I am given a continuous random variable F which is the sum of 3 exponential distributed random variables X, Y, and Z. The parameter of X is λ and the parameter for Y and Z is μ.

X, Y and X, Z are independent, and the correlation between Y and Z is B. I am told to obtain the first 2 moments of F. How would I go about solving this problem?

I know to find the moments for a random variable is E[x^n]=n!/
λ^n.

• Feb 19th 2013, 01:59 AM
chiro
Re: Cumulative distribution function to obtain moments?
Hey Reefer.

Hint: For this problem you will need to consider the co-variance term and how it relates to correlation.

Covariance and correlation - Wikipedia, the free encyclopedia

Once you link correlation to covariance use the fact that Var[X+Y] = Var[X] + Var[Y] + 2*Cov(X,Y)
• Feb 19th 2013, 01:25 PM
Reefer
Re: Cumulative distribution function to obtain moments?
Isn't correlation just the covariance divided by the standard deviation of both variables? How does this help me find the first 2 moments?
• Feb 19th 2013, 03:04 PM
chiro
Re: Cumulative distribution function to obtain moments?
The first moment is the mean and the second moment is E[X^2] which is Var[X] - E[X]^2, and for the correlated variable, this involves co-variance when you consider E[X+Y+Z] and E[(X+Y+Z)^2] (which are the first two standard moments).
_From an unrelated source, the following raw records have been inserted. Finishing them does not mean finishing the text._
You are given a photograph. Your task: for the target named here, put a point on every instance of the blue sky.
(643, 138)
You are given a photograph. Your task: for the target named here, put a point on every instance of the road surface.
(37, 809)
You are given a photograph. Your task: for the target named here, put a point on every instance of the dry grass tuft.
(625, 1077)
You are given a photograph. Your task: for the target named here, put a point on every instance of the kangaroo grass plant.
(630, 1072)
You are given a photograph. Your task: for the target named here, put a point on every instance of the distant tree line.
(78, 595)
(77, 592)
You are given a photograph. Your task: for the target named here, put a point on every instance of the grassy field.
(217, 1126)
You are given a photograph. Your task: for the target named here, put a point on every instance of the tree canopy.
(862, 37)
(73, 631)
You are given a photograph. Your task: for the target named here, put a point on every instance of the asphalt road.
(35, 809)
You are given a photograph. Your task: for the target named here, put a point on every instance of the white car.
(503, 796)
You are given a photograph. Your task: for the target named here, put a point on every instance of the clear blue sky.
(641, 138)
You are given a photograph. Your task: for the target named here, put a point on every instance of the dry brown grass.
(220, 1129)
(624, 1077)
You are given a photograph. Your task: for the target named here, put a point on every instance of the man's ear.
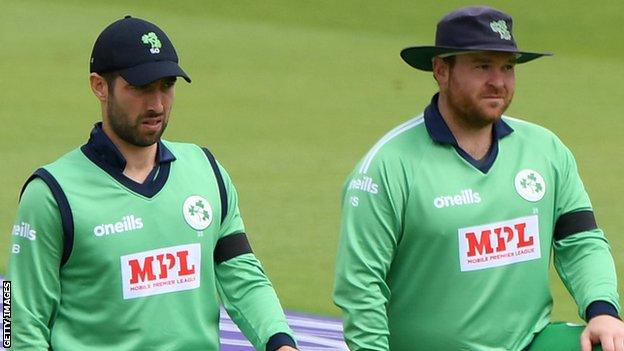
(99, 86)
(441, 71)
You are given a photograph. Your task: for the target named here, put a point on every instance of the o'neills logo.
(25, 230)
(127, 223)
(365, 184)
(465, 197)
(499, 244)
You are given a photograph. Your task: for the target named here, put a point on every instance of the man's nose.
(155, 102)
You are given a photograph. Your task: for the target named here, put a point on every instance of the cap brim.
(420, 57)
(152, 71)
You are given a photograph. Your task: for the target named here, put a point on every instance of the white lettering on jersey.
(465, 197)
(161, 271)
(127, 223)
(499, 244)
(25, 230)
(364, 183)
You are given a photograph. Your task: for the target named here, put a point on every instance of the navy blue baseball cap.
(475, 28)
(139, 50)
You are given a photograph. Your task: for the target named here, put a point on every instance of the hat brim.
(420, 57)
(149, 72)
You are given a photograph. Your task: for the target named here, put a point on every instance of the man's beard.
(471, 112)
(128, 131)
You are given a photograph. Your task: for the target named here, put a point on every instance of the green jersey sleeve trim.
(67, 219)
(220, 183)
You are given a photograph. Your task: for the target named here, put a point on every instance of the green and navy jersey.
(439, 251)
(101, 262)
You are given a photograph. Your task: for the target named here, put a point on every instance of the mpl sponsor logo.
(160, 271)
(499, 244)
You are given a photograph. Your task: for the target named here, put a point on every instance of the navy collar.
(103, 152)
(101, 144)
(440, 132)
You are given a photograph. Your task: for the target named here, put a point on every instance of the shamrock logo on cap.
(500, 27)
(152, 39)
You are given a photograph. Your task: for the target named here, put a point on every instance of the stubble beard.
(129, 131)
(470, 110)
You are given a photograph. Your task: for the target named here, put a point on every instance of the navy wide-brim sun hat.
(138, 50)
(476, 28)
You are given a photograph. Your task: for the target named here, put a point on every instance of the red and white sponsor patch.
(160, 271)
(499, 244)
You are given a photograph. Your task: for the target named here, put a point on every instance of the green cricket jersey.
(100, 262)
(439, 251)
Also you may want to point out if they are central moments with respect to the mean or not.
• Feb 19th 2013, 11:01 PM
Reefer
Re: Cumulative distribution function to obtain moments?
I'm not sure if I understand it fully.. but since Y and Z are of the same parameter, can't we say that Y+Z= 2Y?

Then from there we can find the moments to be E[X+2Y] and E[(X+2Y)^2]??
• Feb 20th 2013, 03:10 PM
chiro
Re: Cumulative distribution function to obtain moments?
Y equals Z only when they have a perfect correlation (i.e. correlation = 1) which is a very special case and not a general one.